Data Engineering
Events, streams, CQRS, event sourcing, and the data contracts that outlive any service.
Data Engineering
TL;DR
Data outlives services. We treat every event we emit and every table we own as a long-term contract, shaped so downstream consumers — today and in three years — can work with it without archaeology. Events are append-only, schemas are versioned, and the log of what happened is preserved even when the current-state projection is rebuilt.
Why this matters
Services are replaced; data lives on. The user records, Meeting histories, and Transcriptions created by this year's Wordloop will still be in the database when the code that created them has been rewritten twice. The data contracts we set today — table shapes, event payloads, field semantics — are the single most durable thing we will produce. Getting the contract right once is cheap; changing it retroactively after the data has multiplied is brutal.
Our principles
1. Events are append-only and immutable
Once an event is emitted, it is never rewritten. Correction happens through compensating events (a "segment-deleted" event that references the original), not through mutation of the original. This is the discipline that lets downstream consumers trust the event log as a truthful history of the system.

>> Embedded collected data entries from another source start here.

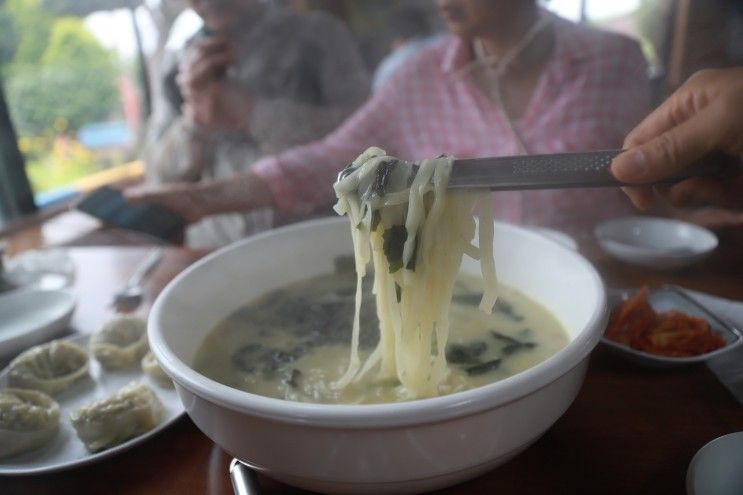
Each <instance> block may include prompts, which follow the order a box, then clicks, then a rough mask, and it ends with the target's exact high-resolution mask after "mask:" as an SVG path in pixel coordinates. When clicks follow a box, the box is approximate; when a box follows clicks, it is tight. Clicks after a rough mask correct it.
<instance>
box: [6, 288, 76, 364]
mask: <svg viewBox="0 0 743 495" xmlns="http://www.w3.org/2000/svg"><path fill="white" fill-rule="evenodd" d="M74 310H75V296H74V295H73V294H72V293H71V292H67V291H64V290H41V289H27V290H22V289H19V290H15V291H11V292H6V293H4V294H0V315H2V318H0V358H10V357H13V356H14V355H16V354H18V353H19V352H21V351H24V350H26V349H27V348H29V347H31V346H33V345H35V344H38V343H41V342H44V341H46V340H49V339H50V338H52V337H54V336H55V335H57V334H58V333H60V332H62V331H63V330H65V329H66V328H67V325H68V324H69V322H70V318H71V317H72V312H73V311H74Z"/></svg>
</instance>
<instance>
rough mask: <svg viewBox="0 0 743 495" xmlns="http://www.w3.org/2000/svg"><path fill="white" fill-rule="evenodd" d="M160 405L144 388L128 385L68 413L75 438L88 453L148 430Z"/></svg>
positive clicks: (143, 383)
mask: <svg viewBox="0 0 743 495" xmlns="http://www.w3.org/2000/svg"><path fill="white" fill-rule="evenodd" d="M162 415H163V406H162V404H161V403H160V400H159V399H158V398H157V396H156V395H155V393H154V392H153V391H152V389H150V388H149V387H148V386H147V385H145V384H144V383H140V382H132V383H130V384H128V385H127V386H125V387H124V388H122V389H121V390H119V391H118V392H116V393H115V394H113V395H111V396H109V397H106V398H104V399H101V400H99V401H96V402H93V403H92V404H88V405H87V406H83V407H81V408H80V409H78V410H76V411H73V412H72V413H71V414H70V420H71V421H72V426H73V427H74V428H75V431H76V432H77V436H78V437H79V438H80V440H82V442H83V443H84V444H85V446H86V447H87V448H88V450H90V451H91V452H96V451H98V450H103V449H107V448H109V447H113V446H114V445H118V444H120V443H121V442H123V441H125V440H128V439H130V438H133V437H136V436H137V435H141V434H142V433H144V432H146V431H148V430H151V429H152V428H154V427H155V426H156V425H157V424H158V423H159V422H160V418H161V417H162Z"/></svg>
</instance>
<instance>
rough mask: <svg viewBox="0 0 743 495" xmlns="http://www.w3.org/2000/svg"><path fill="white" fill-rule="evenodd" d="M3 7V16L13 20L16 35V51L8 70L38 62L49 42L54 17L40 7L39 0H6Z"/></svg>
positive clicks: (36, 62)
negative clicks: (49, 14) (47, 12)
mask: <svg viewBox="0 0 743 495" xmlns="http://www.w3.org/2000/svg"><path fill="white" fill-rule="evenodd" d="M2 7H3V10H2V12H3V16H4V17H6V19H9V20H10V21H11V22H10V24H12V26H13V27H12V28H11V29H12V31H13V32H14V33H15V35H16V39H15V43H14V45H13V48H15V52H14V54H13V58H12V62H11V63H10V64H9V67H6V70H8V71H10V72H14V71H15V70H16V69H17V68H19V67H24V66H27V65H33V64H38V63H39V61H40V60H41V56H42V54H43V53H44V51H45V50H46V47H47V45H48V44H49V36H50V34H51V30H52V24H53V23H54V19H53V18H52V17H51V16H50V15H49V14H48V13H47V12H45V11H44V10H42V9H40V8H39V0H5V2H4V5H2ZM2 38H5V33H4V32H3V35H2ZM4 43H5V41H3V44H4Z"/></svg>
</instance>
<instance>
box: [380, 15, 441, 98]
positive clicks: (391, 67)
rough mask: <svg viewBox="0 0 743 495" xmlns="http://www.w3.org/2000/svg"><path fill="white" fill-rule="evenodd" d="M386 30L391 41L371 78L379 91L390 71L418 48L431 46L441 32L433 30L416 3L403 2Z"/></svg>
mask: <svg viewBox="0 0 743 495" xmlns="http://www.w3.org/2000/svg"><path fill="white" fill-rule="evenodd" d="M388 27H389V31H390V33H391V37H392V40H391V42H390V53H388V54H387V55H386V56H385V57H384V58H383V59H382V60H381V61H380V62H379V64H378V65H377V68H376V69H375V70H374V77H373V79H372V91H379V90H380V89H381V87H382V86H384V84H385V83H386V82H387V80H388V79H389V78H390V75H392V73H393V72H394V71H395V70H397V69H399V68H400V67H402V66H403V65H404V64H405V62H406V61H407V60H408V59H409V58H410V57H411V56H413V55H415V54H416V53H418V52H419V51H420V50H421V49H423V48H426V47H427V46H430V45H432V44H433V43H435V42H436V41H438V40H439V39H441V37H442V36H443V34H441V33H436V32H435V31H434V28H433V26H431V22H430V20H429V18H428V12H427V11H426V10H425V9H423V8H422V7H421V6H419V5H417V4H412V3H411V4H405V5H403V6H401V7H400V8H398V9H397V10H396V11H395V12H394V13H393V14H392V17H391V18H390V22H389V26H388Z"/></svg>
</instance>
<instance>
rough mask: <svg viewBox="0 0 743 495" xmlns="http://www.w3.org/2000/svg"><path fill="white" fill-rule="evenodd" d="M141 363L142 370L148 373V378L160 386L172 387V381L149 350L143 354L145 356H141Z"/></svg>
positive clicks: (169, 377)
mask: <svg viewBox="0 0 743 495" xmlns="http://www.w3.org/2000/svg"><path fill="white" fill-rule="evenodd" d="M141 364H142V371H144V372H145V373H146V374H148V375H149V376H150V378H152V379H153V380H154V381H155V383H157V384H158V385H160V386H161V387H173V381H172V380H171V379H170V377H169V376H168V375H166V374H165V372H164V371H163V369H162V368H161V367H160V365H159V364H158V363H157V360H156V359H155V356H154V355H153V354H152V353H151V352H148V353H147V354H145V356H144V357H143V358H142V363H141Z"/></svg>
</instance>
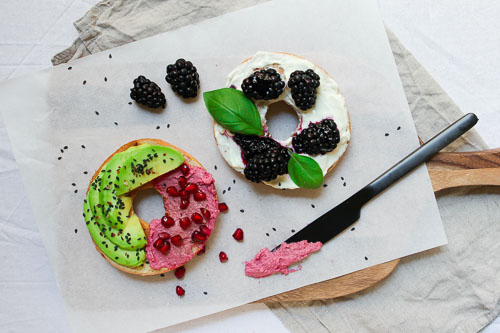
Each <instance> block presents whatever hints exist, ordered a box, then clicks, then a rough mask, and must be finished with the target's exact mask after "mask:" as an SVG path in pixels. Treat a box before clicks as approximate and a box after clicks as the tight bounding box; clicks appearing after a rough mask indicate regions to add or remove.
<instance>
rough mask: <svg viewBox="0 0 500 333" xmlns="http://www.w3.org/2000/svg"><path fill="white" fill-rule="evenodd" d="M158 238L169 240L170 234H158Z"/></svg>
mask: <svg viewBox="0 0 500 333" xmlns="http://www.w3.org/2000/svg"><path fill="white" fill-rule="evenodd" d="M158 237H160V238H161V239H167V240H168V239H169V238H170V234H169V233H168V232H160V233H159V234H158Z"/></svg>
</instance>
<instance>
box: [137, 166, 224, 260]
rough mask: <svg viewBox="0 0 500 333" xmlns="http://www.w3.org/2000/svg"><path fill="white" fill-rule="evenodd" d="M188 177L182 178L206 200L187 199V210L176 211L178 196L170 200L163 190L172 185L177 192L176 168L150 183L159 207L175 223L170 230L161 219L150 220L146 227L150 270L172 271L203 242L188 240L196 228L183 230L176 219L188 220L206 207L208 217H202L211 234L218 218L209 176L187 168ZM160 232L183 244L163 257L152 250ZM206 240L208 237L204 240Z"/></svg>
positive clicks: (170, 199) (178, 186) (178, 219)
mask: <svg viewBox="0 0 500 333" xmlns="http://www.w3.org/2000/svg"><path fill="white" fill-rule="evenodd" d="M189 168H190V170H189V174H188V175H186V176H185V177H186V178H187V181H188V182H189V183H193V184H196V185H198V188H199V189H200V190H201V191H203V192H205V194H206V195H207V198H206V200H203V201H195V200H194V199H193V197H192V196H191V197H190V200H189V206H188V208H187V209H180V201H181V198H180V197H170V196H169V195H168V194H167V192H166V190H167V187H169V186H175V187H176V188H177V189H178V190H180V188H179V184H178V178H179V177H180V176H182V172H181V171H180V168H177V169H175V170H173V171H171V172H169V173H167V174H165V175H163V176H161V177H158V178H157V179H155V180H154V181H153V186H154V188H155V189H156V190H157V191H158V192H160V194H161V195H162V197H163V204H164V206H165V211H166V212H167V213H168V214H169V215H170V216H171V217H172V218H173V219H174V220H175V225H174V226H172V227H170V228H165V227H164V226H163V225H162V224H161V220H153V221H151V223H150V224H149V228H150V232H149V238H148V244H147V245H146V258H147V259H148V261H149V265H150V266H151V267H152V268H153V269H161V268H168V269H174V268H176V267H178V266H181V265H183V264H184V263H186V262H187V261H189V260H190V259H191V258H193V256H194V255H195V253H197V252H198V251H199V250H200V249H201V248H202V247H203V246H204V245H205V243H206V242H205V243H196V242H193V240H192V239H191V234H192V232H193V231H194V230H195V229H197V228H198V227H199V225H197V224H195V223H192V224H191V227H190V228H188V229H187V230H183V229H182V228H181V227H180V225H179V220H180V219H181V218H182V217H185V216H187V217H190V216H191V215H192V214H193V213H195V212H196V213H200V208H206V209H208V210H209V211H210V218H209V219H208V221H207V220H206V219H205V218H204V223H205V224H206V226H207V227H208V228H209V229H210V231H212V230H213V229H214V227H215V222H216V220H217V215H219V208H218V201H217V192H216V190H215V186H214V179H213V177H212V175H211V174H209V173H208V172H206V171H205V170H204V169H203V168H200V167H195V166H190V167H189ZM160 232H168V233H169V234H170V235H171V236H174V235H181V237H182V239H183V244H182V246H180V247H177V246H174V245H172V246H171V248H170V251H169V252H168V253H167V254H166V255H165V254H162V253H161V252H160V251H159V250H157V249H155V248H154V246H153V243H154V241H155V240H156V239H158V234H159V233H160ZM207 240H208V238H207Z"/></svg>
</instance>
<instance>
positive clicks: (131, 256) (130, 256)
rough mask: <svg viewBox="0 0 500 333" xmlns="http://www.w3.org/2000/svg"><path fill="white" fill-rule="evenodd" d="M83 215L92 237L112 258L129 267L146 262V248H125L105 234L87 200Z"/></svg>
mask: <svg viewBox="0 0 500 333" xmlns="http://www.w3.org/2000/svg"><path fill="white" fill-rule="evenodd" d="M83 216H84V219H85V224H86V225H87V228H88V229H89V232H90V235H91V236H92V239H93V240H94V242H95V243H96V244H97V246H98V247H99V249H101V251H102V252H103V253H104V254H105V255H106V256H108V257H109V258H111V260H113V261H115V262H116V263H118V264H120V265H124V266H127V267H137V266H140V265H142V264H143V263H144V261H145V260H146V251H145V250H144V249H137V250H124V249H122V248H120V247H119V246H118V245H116V244H113V243H112V242H111V241H110V240H109V239H108V238H106V237H105V236H104V234H103V233H102V231H101V227H102V225H101V224H100V223H99V222H97V221H96V220H95V218H94V215H93V214H92V211H91V210H90V207H89V203H88V201H87V200H85V201H84V203H83Z"/></svg>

2. Schemas are versioned and evolvable
Event payloads have explicit versions. New fields are additive; removed fields are deprecated with a deadline, not removed silently. Consumers can detect an old schema and handle it or refuse it — they are never surprised. This is the AsyncAPI discipline (API Design) applied to every stream.
3. Partition keys are chosen deliberately
Event topics partition by the identifier that matters for ordering — typically meeting_id — so that all events for a single Meeting flow through a single partition in sequence. Choosing a partition key casually is one of the most expensive mistakes in a data system; we treat it as a design decision that deserves review.
4. CQRS where it pays
For read-heavy surfaces with complex projections — the synthesis dashboard, the Meeting timeline — we maintain a read model separate from the write model. The write model owns truth; the read model owns query performance. We do not apply CQRS universally; we apply it where the read load and the write load have genuinely different shapes.
5. Event sourcing is a tool, not a religion
For domains where the history of change is itself the product — audit logs, participation timelines — we store the event log as the primary artefact and derive current state from it. For domains where current state is what matters, we store current state and publish events as derivatives. Event sourcing every table "because it is purer" is overengineering.
6. Data contracts are documented, versioned, and owned
Every significant table and every published event has an owner, a documented schema, a migration history, and a compatibility policy. Consumers find this on the Database Reference and the Events Reference. Unowned tables and undocumented events are a ticking integration-debt clock.
7. Retention is a design decision
Every dataset we store has a retention policy — deletion after N days, archival after M days, live forever. Retention is decided when the dataset is created, reviewed when the regulatory surface changes (Privacy), and enforced by automation. "We will figure it out later" is the decision that becomes a compliance incident three years later.
8. Backfills are a planned operation
Changing the shape of historical data — renaming a field, re-computing a derived column — is a project with a plan, a rollback, and a measurement. We do not backfill by running a script on a Tuesday and hoping. Backfills are rehearsed in staging and measured in production.
How we apply this
- Database Reference — the authoritative schema of Postgres.
- Core Pub/Sub Events — the AsyncAPI contract for downstream consumers.
- Migrate the Schema — the discipline around DDL changes.
- Postgres — how we apply these principles inside our chosen database.
Anti-patterns we reject
- Silent schema changes. Renaming a column in a hot table without coordinating consumers. This is how outages start.
- Mutable event logs. Going back and "fixing" a past event. The event is what happened; the correction is a new event.
- Kitchen-sink "events" table. One table that accepts a JSON blob for every kind of event. The type system is the best friend of a data contract; do not throw it away.
- Backfills in production without rehearsal. See above.
- Retention by accident. Tables that grow forever because no one considered retention at creation time.
Further reading
- Designing Data-Intensive Applications, Martin Kleppmann — the single best survey of the territory, including the chapters on derived data, stream processing, and batch processing.
- Data Mesh, Zhamak Dehghani — the argument for treating data as a first-class product with owners.
- Streaming Systems, Akidau, Chernyak, Lax — the deep treatment of time, watermarks, and windowing in stream processing.
- Event Sourcing and CQRS, Vaughn Vernon (the relevant chapters of Implementing DDD) — a grounded, implementation-focused view.